AB : Le secteur du BTP est majoritairement masculin et traditionaliste, ce qui peut représenter un défi pour les femmes. En tant qu’ingénieure dans le secteur de la construction, j’ai personnellement vécu ces difficultés et j’ai constaté qu’être une femme entrepreneure dans ce secteur représente des défis encore plus importants. Malheureusement, il reste beaucoup de chemin à parcourir et d’efforts à déployer pour remédier à ce problème.

K : Y a-t-il un défi en particulier dont vous aimeriez parler ?

AB : Eh bien, étant jeune, femme, femme de couleur, et travaillant à la fois dans les secteurs de la construction et des technologies, je cumule plusieurs stéréotypes qui s’accompagnent intrinsèquement de difficultés. Souvent, je ne suis pas prise au sérieux lors des discussions de projet. J’ai remarqué, lors d’événements ou de réunions, que les gens ne me prêtent pas beaucoup d’attention au départ, ou ne m’accordent pas beaucoup d’importance, jusqu’à ce que je commence à présenter mon projet ou à prendre la parole lors d’une conférence. À ce moment-là, je sens un changement dans la dynamique de la salle. Les gens commencent à interagir avec moi, à me féliciter et à engager la conversation. En tant que femme, il y a un sentiment palpable que nous devons faire nos preuves pour gagner le respect, une exigence qui semble moins marquée pour les hommes.

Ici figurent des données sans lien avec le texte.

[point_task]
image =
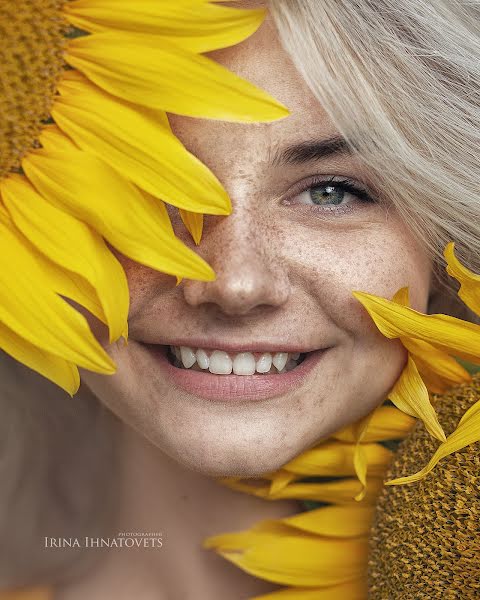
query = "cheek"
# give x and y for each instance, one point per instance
(378, 260)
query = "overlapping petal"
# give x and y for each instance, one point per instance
(135, 142)
(338, 491)
(144, 70)
(411, 396)
(73, 245)
(387, 423)
(466, 433)
(334, 521)
(30, 307)
(469, 290)
(63, 373)
(103, 172)
(353, 590)
(443, 332)
(274, 552)
(91, 191)
(198, 26)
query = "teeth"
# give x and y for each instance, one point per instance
(188, 357)
(220, 363)
(243, 363)
(264, 363)
(291, 364)
(280, 360)
(202, 359)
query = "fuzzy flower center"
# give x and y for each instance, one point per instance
(33, 34)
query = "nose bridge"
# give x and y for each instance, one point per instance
(244, 255)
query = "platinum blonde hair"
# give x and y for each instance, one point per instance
(400, 79)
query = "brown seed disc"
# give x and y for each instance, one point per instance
(32, 34)
(425, 540)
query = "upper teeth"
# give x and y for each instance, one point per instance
(242, 363)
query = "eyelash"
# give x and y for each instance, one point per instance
(345, 184)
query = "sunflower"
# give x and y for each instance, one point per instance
(323, 553)
(88, 161)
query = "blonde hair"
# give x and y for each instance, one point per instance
(400, 81)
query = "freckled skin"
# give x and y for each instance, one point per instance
(284, 273)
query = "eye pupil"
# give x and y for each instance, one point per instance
(326, 194)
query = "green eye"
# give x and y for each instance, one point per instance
(327, 194)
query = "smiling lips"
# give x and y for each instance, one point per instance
(231, 388)
(220, 362)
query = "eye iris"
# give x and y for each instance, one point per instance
(326, 194)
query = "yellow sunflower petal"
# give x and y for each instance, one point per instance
(280, 479)
(194, 223)
(30, 307)
(360, 458)
(93, 192)
(58, 370)
(388, 423)
(340, 491)
(264, 531)
(334, 521)
(444, 332)
(135, 142)
(411, 395)
(74, 246)
(196, 26)
(302, 561)
(353, 590)
(469, 290)
(466, 433)
(336, 459)
(438, 370)
(145, 70)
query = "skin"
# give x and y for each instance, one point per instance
(285, 272)
(286, 269)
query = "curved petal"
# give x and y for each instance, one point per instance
(145, 69)
(63, 373)
(30, 307)
(131, 222)
(73, 245)
(438, 370)
(444, 332)
(194, 223)
(388, 423)
(340, 491)
(353, 590)
(134, 141)
(334, 521)
(410, 395)
(336, 459)
(302, 561)
(196, 26)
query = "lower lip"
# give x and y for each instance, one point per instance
(234, 388)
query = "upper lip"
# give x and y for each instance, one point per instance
(229, 346)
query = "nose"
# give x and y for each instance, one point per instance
(250, 274)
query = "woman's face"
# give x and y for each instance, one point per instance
(287, 260)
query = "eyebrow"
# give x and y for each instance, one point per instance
(309, 151)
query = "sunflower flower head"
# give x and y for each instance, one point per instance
(433, 343)
(346, 543)
(88, 161)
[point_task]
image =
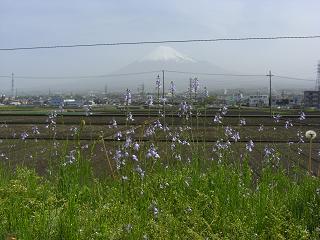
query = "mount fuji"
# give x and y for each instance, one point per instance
(178, 68)
(162, 58)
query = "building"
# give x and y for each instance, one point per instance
(258, 100)
(312, 99)
(72, 103)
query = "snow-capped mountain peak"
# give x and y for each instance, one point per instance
(164, 53)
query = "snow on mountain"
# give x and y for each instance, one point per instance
(164, 53)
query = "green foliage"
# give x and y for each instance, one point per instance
(220, 202)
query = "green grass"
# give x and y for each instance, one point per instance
(184, 201)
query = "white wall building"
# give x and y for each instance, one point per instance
(258, 100)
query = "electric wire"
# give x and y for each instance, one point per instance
(159, 42)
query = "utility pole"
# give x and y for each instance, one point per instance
(158, 88)
(270, 95)
(12, 85)
(162, 85)
(190, 89)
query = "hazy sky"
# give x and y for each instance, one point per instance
(44, 22)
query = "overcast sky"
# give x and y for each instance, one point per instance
(44, 22)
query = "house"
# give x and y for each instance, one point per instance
(56, 101)
(312, 99)
(258, 100)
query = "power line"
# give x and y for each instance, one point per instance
(159, 42)
(217, 74)
(81, 77)
(295, 78)
(155, 71)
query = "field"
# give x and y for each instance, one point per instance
(212, 174)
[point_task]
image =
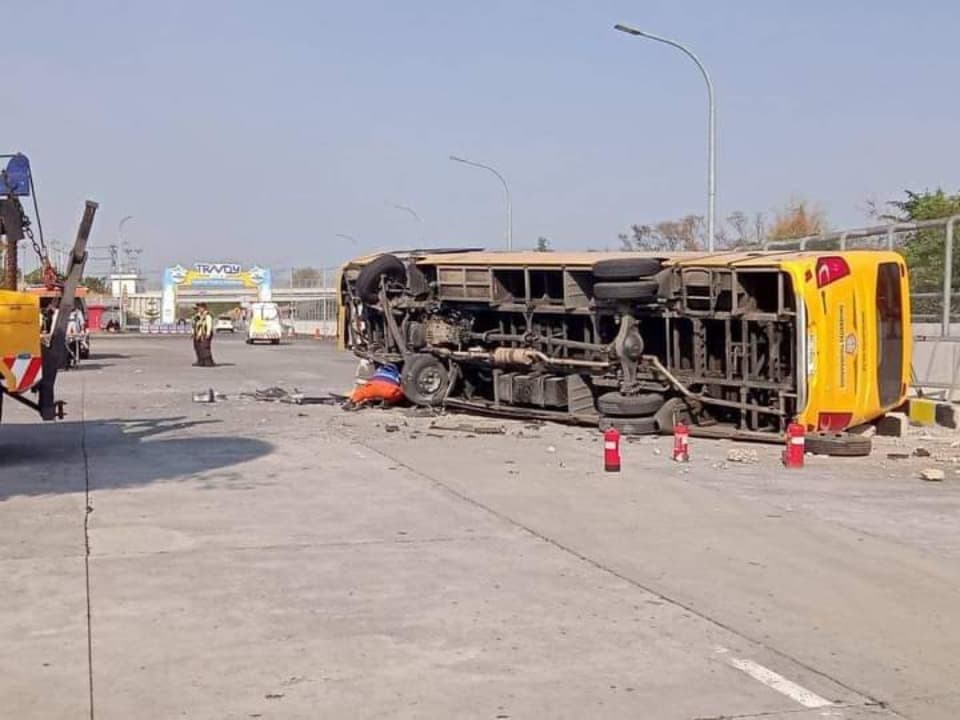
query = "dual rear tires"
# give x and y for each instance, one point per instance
(631, 279)
(424, 380)
(630, 414)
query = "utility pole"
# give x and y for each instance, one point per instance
(11, 226)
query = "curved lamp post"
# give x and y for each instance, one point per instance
(506, 190)
(712, 122)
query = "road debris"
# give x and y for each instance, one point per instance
(207, 396)
(470, 428)
(743, 456)
(278, 394)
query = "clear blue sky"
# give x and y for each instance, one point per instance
(256, 131)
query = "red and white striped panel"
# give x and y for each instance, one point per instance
(26, 371)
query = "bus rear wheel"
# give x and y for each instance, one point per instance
(837, 444)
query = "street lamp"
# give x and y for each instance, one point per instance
(506, 190)
(412, 212)
(712, 122)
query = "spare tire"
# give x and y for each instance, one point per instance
(626, 268)
(837, 444)
(367, 286)
(636, 290)
(631, 426)
(617, 404)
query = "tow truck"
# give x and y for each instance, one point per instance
(30, 359)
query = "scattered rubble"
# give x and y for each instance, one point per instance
(743, 455)
(278, 394)
(470, 428)
(893, 425)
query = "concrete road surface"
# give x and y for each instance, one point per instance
(247, 559)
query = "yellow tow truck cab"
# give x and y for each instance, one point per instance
(20, 347)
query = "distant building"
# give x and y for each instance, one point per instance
(126, 284)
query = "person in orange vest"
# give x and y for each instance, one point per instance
(203, 337)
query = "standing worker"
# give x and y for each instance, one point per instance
(203, 336)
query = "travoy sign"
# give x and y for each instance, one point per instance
(213, 276)
(217, 269)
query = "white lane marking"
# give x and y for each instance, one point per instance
(775, 681)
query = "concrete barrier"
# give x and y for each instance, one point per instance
(326, 329)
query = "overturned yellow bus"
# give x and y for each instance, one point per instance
(735, 344)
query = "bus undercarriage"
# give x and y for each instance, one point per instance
(627, 342)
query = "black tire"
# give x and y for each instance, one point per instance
(368, 281)
(631, 426)
(619, 405)
(636, 290)
(626, 268)
(837, 444)
(424, 380)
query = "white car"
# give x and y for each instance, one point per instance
(224, 324)
(264, 324)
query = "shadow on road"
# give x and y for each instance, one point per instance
(39, 459)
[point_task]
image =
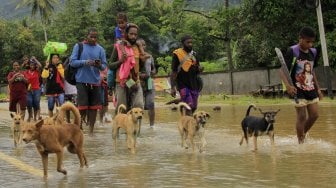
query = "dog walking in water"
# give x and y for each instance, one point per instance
(52, 138)
(257, 126)
(190, 126)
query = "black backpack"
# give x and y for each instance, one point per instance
(69, 71)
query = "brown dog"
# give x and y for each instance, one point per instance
(190, 126)
(130, 122)
(52, 138)
(17, 125)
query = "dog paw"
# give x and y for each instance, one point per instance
(62, 171)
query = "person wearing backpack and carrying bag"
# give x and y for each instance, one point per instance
(91, 61)
(300, 60)
(185, 74)
(53, 73)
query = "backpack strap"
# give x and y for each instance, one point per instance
(80, 50)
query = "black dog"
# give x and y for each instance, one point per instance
(257, 126)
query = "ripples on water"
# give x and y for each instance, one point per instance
(161, 162)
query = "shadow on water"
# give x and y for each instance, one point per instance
(161, 162)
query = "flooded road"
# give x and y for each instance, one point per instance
(161, 162)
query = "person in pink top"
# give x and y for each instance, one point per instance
(17, 89)
(103, 95)
(34, 90)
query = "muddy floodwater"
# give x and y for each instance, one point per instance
(161, 162)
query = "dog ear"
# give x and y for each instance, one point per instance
(261, 111)
(39, 124)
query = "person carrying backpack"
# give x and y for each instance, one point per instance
(53, 73)
(185, 73)
(300, 60)
(88, 82)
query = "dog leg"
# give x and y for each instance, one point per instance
(85, 160)
(191, 139)
(130, 143)
(203, 143)
(271, 135)
(115, 131)
(44, 163)
(242, 140)
(60, 162)
(255, 143)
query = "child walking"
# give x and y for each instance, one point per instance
(308, 93)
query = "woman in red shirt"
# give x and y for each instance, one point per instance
(34, 91)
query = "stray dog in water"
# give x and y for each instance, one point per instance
(52, 138)
(257, 126)
(190, 126)
(17, 126)
(130, 122)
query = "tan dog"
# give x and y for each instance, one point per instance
(130, 122)
(52, 138)
(190, 126)
(17, 125)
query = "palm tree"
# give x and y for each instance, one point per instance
(44, 7)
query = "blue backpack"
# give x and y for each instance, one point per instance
(69, 71)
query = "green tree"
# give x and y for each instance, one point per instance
(71, 25)
(44, 7)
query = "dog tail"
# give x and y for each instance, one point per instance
(174, 101)
(68, 106)
(182, 106)
(121, 108)
(249, 109)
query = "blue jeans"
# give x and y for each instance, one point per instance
(33, 99)
(52, 100)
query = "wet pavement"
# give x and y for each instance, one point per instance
(161, 162)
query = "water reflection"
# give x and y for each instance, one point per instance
(161, 162)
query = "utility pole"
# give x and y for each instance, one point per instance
(326, 67)
(227, 42)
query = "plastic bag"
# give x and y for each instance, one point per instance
(54, 48)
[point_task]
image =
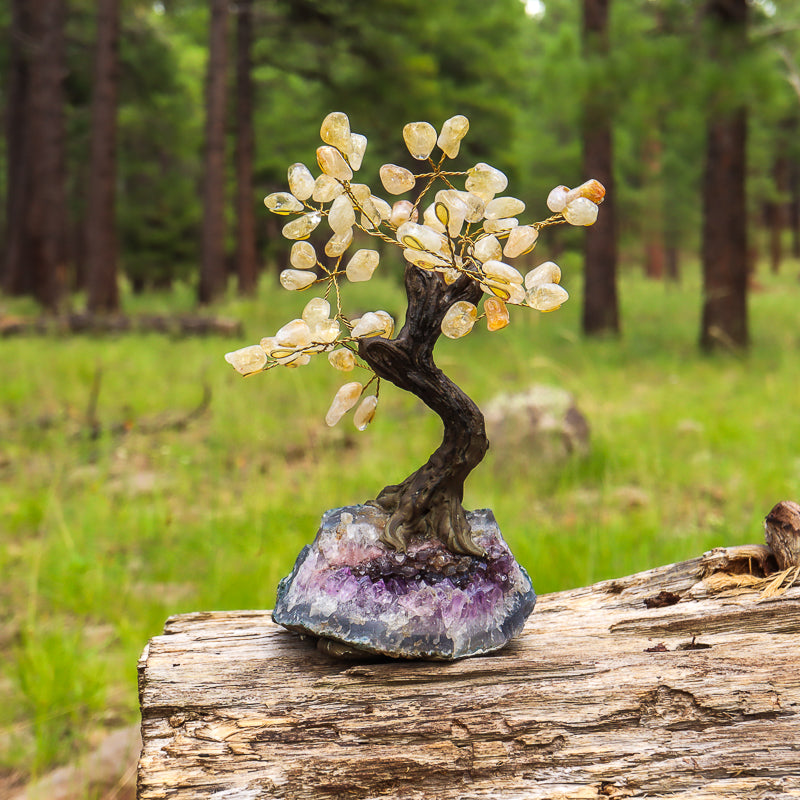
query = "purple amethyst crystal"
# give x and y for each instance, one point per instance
(349, 587)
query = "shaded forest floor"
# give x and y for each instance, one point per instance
(121, 506)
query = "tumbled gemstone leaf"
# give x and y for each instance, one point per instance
(365, 412)
(326, 189)
(295, 334)
(507, 292)
(383, 208)
(521, 240)
(496, 313)
(296, 279)
(419, 237)
(503, 207)
(488, 248)
(358, 146)
(335, 131)
(361, 191)
(504, 225)
(371, 324)
(451, 212)
(430, 218)
(343, 401)
(548, 272)
(580, 211)
(557, 199)
(303, 256)
(342, 359)
(247, 360)
(338, 243)
(420, 139)
(473, 205)
(485, 181)
(299, 360)
(498, 271)
(282, 203)
(403, 211)
(341, 216)
(396, 180)
(547, 297)
(317, 309)
(453, 131)
(332, 163)
(302, 227)
(362, 265)
(459, 319)
(325, 331)
(301, 181)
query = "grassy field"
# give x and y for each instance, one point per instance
(108, 529)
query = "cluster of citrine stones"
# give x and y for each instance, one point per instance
(471, 231)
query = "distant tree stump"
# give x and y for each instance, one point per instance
(682, 681)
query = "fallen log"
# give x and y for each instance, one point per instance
(682, 681)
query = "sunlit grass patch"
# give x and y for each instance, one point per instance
(113, 517)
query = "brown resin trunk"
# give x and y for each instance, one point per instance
(428, 502)
(101, 233)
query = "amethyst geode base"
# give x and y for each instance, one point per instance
(426, 603)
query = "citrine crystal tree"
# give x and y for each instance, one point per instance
(410, 574)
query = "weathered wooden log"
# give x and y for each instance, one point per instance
(683, 681)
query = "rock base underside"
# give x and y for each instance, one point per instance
(427, 603)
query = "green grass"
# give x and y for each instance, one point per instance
(105, 536)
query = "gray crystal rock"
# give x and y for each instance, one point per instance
(426, 603)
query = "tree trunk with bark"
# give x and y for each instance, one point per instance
(37, 213)
(725, 246)
(428, 502)
(679, 682)
(600, 303)
(246, 258)
(212, 266)
(101, 224)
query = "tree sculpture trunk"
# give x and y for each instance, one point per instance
(428, 502)
(101, 234)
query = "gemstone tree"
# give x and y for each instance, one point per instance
(454, 258)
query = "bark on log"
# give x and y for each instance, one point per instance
(682, 681)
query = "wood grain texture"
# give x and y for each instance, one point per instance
(688, 695)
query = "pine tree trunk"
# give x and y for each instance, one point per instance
(725, 246)
(600, 304)
(101, 227)
(212, 267)
(37, 212)
(246, 259)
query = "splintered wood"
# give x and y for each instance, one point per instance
(653, 685)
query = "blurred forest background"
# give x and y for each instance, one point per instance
(140, 477)
(137, 132)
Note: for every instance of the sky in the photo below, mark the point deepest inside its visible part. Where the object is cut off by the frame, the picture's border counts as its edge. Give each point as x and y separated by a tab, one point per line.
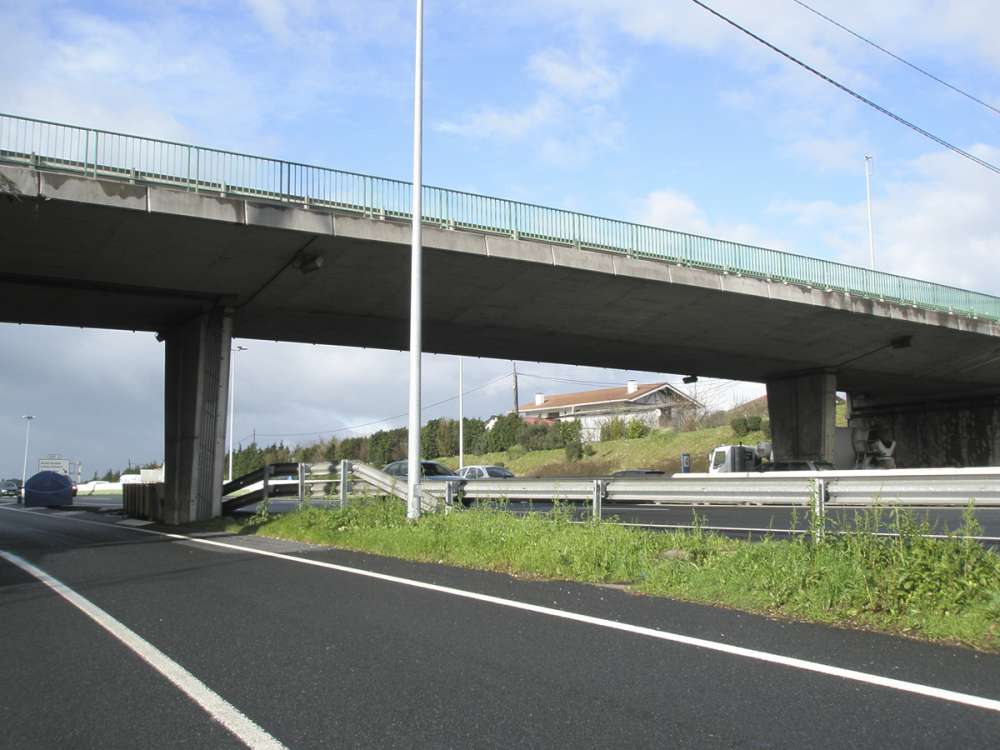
647	110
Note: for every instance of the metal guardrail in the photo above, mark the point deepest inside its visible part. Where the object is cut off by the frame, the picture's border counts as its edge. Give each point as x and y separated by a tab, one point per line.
99	153
712	491
548	490
954	491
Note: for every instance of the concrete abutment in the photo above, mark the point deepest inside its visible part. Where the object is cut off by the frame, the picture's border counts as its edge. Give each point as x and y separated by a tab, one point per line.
196	385
933	433
803	411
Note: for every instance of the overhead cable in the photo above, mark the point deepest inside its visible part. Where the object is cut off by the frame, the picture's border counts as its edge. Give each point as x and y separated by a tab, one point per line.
916	128
896	57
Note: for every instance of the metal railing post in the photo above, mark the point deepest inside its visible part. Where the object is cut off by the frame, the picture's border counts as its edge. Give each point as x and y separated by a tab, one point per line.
819	507
449	496
597	499
345	481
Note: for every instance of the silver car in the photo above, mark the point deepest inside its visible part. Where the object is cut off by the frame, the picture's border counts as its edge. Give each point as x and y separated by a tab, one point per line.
485	472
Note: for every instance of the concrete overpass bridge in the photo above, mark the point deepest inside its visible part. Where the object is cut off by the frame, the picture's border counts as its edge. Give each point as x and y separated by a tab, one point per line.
198	245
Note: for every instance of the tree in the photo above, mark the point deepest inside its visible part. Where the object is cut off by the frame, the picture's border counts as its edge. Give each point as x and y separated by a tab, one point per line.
504	432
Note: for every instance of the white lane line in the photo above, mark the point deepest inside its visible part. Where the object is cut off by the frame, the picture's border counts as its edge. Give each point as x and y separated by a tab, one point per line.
248	732
928	691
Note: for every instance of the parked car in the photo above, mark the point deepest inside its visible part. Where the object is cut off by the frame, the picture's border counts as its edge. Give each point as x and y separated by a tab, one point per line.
431	470
48	489
485	472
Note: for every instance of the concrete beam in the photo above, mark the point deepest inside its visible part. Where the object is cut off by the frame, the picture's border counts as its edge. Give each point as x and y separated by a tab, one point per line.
802	410
196	385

K : Merci pour vos réponses. Avez-vous de nouveaux projets en cours ?

AB : Mon objectif principal est actuellement de développer mon entreprise. Par ailleurs, je m’engage à impulser le changement dans le secteur de la construction. J’organise un événement en septembre, mettant en lumière les femmes dans le BTP, orchestré par ma société « Just BIM IT » et co-organisé par « Embuild », la Confédération belge de la construction. Je suis reconnaissante du soutien de Jean-Chr.